Intel Costa Rica's Assembly and Testing Plant Begun Operations and Already Made its First Export
- These high-capacity product exports, designed to process large amounts of data, have global destinations.
- The new operations, which represent a total investment of $600 million, already have more than 1,000 direct and indirect employees; another 100 positions remain open.
September 30, 2021. Close to the 25th anniversary of Intel announcing its arrival in Costa Rica, the company's new Assembly factory entered into operations and has already marked its first completed Assembly and Testing process export; exports that undergo only the Testing process have been carried out since April 2020.
This first export corresponds to a high-capacity product destined for the large-scale market, such as server farms (groups of servers connected to each other, to process large amounts of data); these products will have global destinations. This achievement became possible after completion of the Assembly process installation and certification, which took 48 weeks.
Max Ramírez, Manager of the Assembly and Testing Factory, stated, “This is, undoubtedly, cause for celebration. Once again, we have a complete Assembly and Testing process, now focused on the server segment. Today, we are initially capable of incorporating with production, and we will work to continue growing for the remainder of this year and years to come.”

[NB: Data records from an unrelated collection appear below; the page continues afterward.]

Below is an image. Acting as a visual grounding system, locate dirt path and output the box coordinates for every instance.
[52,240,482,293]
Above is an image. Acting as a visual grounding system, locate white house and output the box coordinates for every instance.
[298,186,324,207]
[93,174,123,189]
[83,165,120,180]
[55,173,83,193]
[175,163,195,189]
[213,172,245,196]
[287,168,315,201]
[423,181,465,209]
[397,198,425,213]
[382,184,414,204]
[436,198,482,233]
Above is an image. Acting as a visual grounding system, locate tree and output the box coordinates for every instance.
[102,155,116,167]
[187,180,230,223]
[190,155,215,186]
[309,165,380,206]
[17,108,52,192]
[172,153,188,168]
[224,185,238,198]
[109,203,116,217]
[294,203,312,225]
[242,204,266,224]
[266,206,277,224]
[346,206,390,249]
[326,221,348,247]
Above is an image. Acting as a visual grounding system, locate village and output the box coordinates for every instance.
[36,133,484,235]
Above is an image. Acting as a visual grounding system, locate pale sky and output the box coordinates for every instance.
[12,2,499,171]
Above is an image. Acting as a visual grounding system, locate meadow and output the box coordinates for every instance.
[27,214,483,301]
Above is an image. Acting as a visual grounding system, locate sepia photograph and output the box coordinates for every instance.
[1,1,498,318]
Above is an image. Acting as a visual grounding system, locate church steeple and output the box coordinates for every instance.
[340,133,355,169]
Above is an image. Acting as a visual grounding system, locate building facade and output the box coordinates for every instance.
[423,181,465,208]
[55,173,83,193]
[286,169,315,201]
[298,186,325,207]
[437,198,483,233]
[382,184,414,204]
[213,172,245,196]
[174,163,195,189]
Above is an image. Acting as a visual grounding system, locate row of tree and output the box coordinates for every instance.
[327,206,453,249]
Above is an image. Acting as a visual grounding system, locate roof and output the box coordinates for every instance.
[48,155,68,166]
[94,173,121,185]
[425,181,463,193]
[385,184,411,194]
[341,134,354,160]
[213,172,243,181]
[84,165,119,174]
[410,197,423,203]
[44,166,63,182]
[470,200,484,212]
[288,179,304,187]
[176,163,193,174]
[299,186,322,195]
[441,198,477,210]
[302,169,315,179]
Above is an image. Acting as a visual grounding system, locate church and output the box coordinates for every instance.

Carlos Alvarado, President of Costa Rica, stressed that the start of exports from the complete Assembly and Testing process, "confirms that the country has developed an investment climate that provides world-class companies with the conditions necessary to execute complex processes and export to multiple markets around the globe, thanks to our solid network of free trade agreements, as well as the high quality of our human resources and the solidity of our democratic institutions." President Alvarado highlighted that, together, these elements make our country a reliable partner in long-term business relationships, such as the one that has united us with Intel for almost a quarter of a century, and that encourages reinvestment and business growth.
For his part, Andrés Valenciano, Costa Rican Minister of Foreign Trade, was pleased with the news and stated, “Costa Rica has established itself in Latin America as an ideal economy and platform for exporting high-quality goods and services to the world’s primary markets. Reflecting on this, today we celebrate the first complete Assembly and Testing process export for Intel. In addition, this demonstrates Costa Rica’s continued presence as an optimal ally for foreign companies that seek successful, safe, and innovative production operations.”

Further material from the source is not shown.